Re: xfs ioend batching log reservation deadlock

Dave Chinner <david@xxxxxxxxxxxxx> · Wed, 31 Mar 2021 10:57:22 +1100

On Tue, Mar 30, 2021 at 10:42:48AM -0400, Brian Foster wrote:
> On Tue, Mar 30, 2021 at 10:51:42AM +1100, Dave Chinner wrote:
> > On Mon, Mar 29, 2021 at 02:04:25PM -0400, Brian Foster wrote:
> > > On Mon, Mar 29, 2021 at 01:28:26PM +1100, Dave Chinner wrote:
> ...
> > 
> > > @@ -182,12 +185,10 @@ xfs_end_ioend(
> > >  		error = xfs_reflink_end_cow(ip, offset, size);
> > >  	else if (ioend->io_type == IOMAP_UNWRITTEN)
> > >  		error = xfs_iomap_write_unwritten(ip, offset, size, false);
> > > -	else
> > > -		ASSERT(!xfs_ioend_is_append(ioend) || ioend->io_private);
> > >  
> > >  done:
> > > -	if (ioend->io_private)
> > > -		error = xfs_setfilesize_ioend(ioend, error);
> > > +	if (ioend->io_flags & IOMAP_F_APPEND)
> > > +		error = xfs_setfilesize(ip, offset, size);
> > >  	iomap_finish_ioends(ioend, error);
> > >  	memalloc_nofs_restore(nofs_flag);
> > >  }
> > > @@ -221,16 +222,28 @@ xfs_end_io(
> > >  	struct iomap_ioend	*ioend;
> > >  	struct list_head	tmp;
> > >  	unsigned long		flags;
> > > +	xfs_off_t		maxendoff;
> > >  
> > >  	spin_lock_irqsave(&ip->i_ioend_lock, flags);
> > >  	list_replace_init(&ip->i_ioend_list, &tmp);
> > >  	spin_unlock_irqrestore(&ip->i_ioend_lock, flags);
> > >  
> > >  	iomap_sort_ioends(&tmp);
> > > +
> > > +	/* XXX: track max endoff manually? */
> > > +	ioend = list_last_entry(&tmp, struct iomap_ioend, io_list);
> > > +	if (((ioend->io_flags & IOMAP_F_SHARED) ||
> > > +	     (ioend->io_type != IOMAP_UNWRITTEN)) &&
> > > +	    xfs_ioend_is_append(ioend)) {
> > > +		ioend->io_flags |= IOMAP_F_APPEND;
> > > +		maxendoff = ioend->io_offset + ioend->io_size;
> > > +	}
> > > +
> > >  	while ((ioend = list_first_entry_or_null(&tmp, struct iomap_ioend,
> > >  			io_list))) {
> > >  		list_del_init(&ioend->io_list);
> > >  		iomap_ioend_try_merge(ioend, &tmp, xfs_ioend_merge_private);
> > > +		ASSERT(ioend->io_offset + ioend->io_size <= maxendoff);
> > >  		xfs_end_ioend(ioend);
> > >  	}
> > >  }
> > 
> > So now when I run a workload that is untarring a large tarball full
> > of small files, we have as many transaction reserve operations
> > runnning concurrently as there are IO completions queued.
> > 
> 
> This patch has pretty much no effect on a typical untar workload because
> it is dominated by delalloc -> unwritten extent conversions that already
> require completion time transaction reservations. Indeed, a quick test
> to untar a kernel source tree produces no setfilesize events at all.

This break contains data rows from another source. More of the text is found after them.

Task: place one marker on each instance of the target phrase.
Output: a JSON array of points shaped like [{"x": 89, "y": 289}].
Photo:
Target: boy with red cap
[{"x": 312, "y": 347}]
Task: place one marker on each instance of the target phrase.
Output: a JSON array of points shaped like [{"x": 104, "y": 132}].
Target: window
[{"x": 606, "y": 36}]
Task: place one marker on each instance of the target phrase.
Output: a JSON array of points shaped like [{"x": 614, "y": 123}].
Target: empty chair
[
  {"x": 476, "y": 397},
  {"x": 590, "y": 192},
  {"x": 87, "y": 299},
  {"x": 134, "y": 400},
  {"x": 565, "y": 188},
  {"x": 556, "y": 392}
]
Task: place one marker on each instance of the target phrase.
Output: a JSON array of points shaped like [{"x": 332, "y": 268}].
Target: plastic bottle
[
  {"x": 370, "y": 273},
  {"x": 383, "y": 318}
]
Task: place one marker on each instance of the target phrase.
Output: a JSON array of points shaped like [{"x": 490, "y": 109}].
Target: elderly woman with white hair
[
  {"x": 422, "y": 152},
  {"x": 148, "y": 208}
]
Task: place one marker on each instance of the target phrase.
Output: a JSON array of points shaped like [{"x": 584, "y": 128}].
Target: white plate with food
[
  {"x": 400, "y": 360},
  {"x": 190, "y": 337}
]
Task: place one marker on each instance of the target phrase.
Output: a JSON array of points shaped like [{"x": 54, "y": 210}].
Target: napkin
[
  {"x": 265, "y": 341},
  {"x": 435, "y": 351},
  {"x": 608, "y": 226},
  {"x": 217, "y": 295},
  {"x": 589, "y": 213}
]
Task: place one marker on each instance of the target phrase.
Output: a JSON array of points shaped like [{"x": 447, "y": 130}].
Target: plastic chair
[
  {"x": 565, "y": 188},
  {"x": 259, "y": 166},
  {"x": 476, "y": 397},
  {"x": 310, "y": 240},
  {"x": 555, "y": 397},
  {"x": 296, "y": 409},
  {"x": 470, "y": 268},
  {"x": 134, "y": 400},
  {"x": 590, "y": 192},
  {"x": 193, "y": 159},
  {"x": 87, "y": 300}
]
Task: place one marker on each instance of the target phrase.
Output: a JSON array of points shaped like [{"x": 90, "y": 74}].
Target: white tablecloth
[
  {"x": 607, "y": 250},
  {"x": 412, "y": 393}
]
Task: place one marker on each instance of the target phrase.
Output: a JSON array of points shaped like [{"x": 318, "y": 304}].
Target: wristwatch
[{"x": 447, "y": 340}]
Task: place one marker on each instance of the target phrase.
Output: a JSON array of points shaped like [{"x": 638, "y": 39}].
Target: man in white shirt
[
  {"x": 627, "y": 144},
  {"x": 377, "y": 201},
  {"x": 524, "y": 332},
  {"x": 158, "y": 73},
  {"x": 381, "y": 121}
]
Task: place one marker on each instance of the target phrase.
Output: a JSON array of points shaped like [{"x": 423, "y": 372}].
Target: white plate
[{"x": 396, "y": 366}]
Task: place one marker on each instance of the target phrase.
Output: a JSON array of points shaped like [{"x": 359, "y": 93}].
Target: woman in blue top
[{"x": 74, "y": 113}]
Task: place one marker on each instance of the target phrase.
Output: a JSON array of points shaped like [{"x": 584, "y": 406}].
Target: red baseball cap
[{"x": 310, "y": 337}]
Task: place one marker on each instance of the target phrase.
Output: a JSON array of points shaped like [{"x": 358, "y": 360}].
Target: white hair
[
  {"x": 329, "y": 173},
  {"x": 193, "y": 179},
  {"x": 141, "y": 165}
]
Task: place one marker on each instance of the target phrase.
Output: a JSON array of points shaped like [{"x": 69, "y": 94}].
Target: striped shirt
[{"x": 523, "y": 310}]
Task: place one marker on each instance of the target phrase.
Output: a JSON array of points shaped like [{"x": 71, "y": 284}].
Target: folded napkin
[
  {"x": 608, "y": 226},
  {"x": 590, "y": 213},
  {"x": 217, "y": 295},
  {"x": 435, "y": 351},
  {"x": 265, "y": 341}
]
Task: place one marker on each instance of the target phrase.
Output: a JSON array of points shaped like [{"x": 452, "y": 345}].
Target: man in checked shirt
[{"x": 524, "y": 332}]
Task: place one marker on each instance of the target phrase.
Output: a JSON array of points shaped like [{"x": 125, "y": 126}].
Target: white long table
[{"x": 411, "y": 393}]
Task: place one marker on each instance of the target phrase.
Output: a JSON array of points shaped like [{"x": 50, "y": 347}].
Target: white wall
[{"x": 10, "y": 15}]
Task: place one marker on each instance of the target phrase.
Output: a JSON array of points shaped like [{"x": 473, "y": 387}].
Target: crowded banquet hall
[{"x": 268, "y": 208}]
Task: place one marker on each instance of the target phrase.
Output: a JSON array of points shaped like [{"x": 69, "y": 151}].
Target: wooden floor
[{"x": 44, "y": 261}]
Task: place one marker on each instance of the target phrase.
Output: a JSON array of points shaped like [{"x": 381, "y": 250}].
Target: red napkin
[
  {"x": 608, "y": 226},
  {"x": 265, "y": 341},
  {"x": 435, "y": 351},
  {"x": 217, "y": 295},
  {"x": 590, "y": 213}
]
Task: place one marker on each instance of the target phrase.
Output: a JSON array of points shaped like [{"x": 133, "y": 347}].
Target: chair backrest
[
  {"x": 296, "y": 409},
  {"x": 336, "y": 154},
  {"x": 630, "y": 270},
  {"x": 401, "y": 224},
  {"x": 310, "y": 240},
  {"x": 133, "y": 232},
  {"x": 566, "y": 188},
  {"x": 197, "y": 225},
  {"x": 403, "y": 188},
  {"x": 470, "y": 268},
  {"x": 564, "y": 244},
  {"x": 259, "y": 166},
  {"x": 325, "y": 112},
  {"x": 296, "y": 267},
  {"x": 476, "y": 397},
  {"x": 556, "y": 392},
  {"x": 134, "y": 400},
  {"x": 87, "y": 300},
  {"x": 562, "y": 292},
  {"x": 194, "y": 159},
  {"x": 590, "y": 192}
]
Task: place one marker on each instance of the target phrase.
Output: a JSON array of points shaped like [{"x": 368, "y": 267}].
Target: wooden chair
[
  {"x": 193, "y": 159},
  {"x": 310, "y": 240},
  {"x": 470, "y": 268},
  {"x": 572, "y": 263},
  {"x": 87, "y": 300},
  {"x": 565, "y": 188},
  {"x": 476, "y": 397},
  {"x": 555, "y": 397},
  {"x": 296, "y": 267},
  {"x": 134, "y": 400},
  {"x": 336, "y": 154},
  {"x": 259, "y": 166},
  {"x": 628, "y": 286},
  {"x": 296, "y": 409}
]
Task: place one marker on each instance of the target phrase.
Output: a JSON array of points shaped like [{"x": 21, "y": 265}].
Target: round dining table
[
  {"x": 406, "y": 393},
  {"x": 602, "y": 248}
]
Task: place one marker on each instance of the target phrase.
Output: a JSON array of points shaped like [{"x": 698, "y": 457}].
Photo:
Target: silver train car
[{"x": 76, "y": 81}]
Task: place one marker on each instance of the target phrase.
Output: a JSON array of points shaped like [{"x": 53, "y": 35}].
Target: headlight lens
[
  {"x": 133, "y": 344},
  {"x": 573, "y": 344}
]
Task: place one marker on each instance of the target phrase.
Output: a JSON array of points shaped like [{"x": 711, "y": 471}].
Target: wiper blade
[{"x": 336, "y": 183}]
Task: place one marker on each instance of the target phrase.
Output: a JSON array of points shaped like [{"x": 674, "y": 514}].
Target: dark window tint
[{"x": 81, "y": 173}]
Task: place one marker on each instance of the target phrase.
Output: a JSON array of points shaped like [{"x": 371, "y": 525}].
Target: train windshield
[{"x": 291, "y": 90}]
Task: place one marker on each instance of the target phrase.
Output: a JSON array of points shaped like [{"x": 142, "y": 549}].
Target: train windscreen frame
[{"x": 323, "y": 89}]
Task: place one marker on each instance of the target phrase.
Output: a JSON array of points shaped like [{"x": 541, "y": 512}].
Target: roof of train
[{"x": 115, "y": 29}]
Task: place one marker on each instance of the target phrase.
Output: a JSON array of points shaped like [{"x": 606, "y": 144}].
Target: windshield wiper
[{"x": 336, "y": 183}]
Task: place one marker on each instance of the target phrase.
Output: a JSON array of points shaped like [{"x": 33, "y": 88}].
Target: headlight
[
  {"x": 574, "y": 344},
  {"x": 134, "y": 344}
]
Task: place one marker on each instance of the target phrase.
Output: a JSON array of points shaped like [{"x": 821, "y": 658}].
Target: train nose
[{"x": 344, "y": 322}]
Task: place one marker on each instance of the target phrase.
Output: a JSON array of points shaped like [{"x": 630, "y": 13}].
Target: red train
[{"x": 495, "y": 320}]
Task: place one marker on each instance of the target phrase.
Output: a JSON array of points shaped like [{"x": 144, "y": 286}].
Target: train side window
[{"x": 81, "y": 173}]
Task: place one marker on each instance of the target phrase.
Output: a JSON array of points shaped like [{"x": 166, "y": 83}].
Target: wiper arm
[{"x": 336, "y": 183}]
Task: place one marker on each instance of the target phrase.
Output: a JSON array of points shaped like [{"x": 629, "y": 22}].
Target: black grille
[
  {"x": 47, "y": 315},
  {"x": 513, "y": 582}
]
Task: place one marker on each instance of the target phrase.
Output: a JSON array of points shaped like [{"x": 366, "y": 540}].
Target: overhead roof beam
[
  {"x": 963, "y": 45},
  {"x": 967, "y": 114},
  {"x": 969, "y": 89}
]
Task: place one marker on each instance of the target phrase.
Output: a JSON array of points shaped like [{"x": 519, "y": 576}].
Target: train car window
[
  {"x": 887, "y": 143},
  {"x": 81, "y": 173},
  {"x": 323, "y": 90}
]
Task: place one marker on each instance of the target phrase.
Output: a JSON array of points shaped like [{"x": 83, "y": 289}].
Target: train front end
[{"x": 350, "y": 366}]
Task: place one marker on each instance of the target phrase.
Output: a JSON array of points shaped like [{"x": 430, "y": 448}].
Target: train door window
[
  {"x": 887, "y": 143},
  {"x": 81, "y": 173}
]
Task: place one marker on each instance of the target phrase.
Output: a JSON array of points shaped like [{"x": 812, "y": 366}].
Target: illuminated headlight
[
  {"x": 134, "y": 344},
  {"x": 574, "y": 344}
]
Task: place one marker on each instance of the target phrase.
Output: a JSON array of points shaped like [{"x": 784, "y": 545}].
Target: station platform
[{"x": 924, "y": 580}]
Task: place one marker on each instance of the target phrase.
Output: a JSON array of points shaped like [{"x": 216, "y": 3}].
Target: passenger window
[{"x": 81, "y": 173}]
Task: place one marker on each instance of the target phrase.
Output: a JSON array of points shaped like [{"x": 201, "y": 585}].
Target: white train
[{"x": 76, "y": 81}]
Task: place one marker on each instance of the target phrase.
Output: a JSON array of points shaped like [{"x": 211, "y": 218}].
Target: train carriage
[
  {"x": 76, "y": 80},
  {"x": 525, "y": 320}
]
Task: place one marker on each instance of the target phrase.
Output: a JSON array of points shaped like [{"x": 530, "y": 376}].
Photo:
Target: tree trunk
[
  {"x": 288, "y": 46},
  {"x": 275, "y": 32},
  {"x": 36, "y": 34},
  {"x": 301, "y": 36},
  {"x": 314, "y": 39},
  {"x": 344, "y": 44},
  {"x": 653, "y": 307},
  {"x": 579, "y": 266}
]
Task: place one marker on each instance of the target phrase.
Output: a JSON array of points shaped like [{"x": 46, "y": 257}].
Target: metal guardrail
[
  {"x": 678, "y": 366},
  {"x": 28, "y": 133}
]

Great, so it's not the obvious case because of the previous
delalloc->unwritten change. What you need to do now is find
out what workload it is that is generating so many setfilesize
completions despite delalloc->unwritten so we can understand what
workloads this will actually impact.

> I'm not sure we have many situations upstream where append transactions
> are used outside of perhaps cow completions (which already have a
> completion time transaction allocation for fork remaps) or intra-block
> file extending writes (that thus produce an inode size change within a
> mapped, already converted block). Otherwise a truncate down should
> always remove post-eof blocks and speculative prealloc originates from
> delalloc, so afaict those should follow the same general sequence. Eh?
> 
> As it is, I think the performance concern is overstated but I'm happy to
> run any tests to confirm or deny that if you want to make more concrete
> suggestions.

As I said: I'm happy to change the code as long as we understand
what workloads it will impact and by how much. We don't know what
workload is generating so many setfilesize transactions yet, so we
can't actually make educated guesses on the wider impact that this
change will have. We also don't have numbers from typical workloads,
just one data point, so nobody actually knows what the impact is.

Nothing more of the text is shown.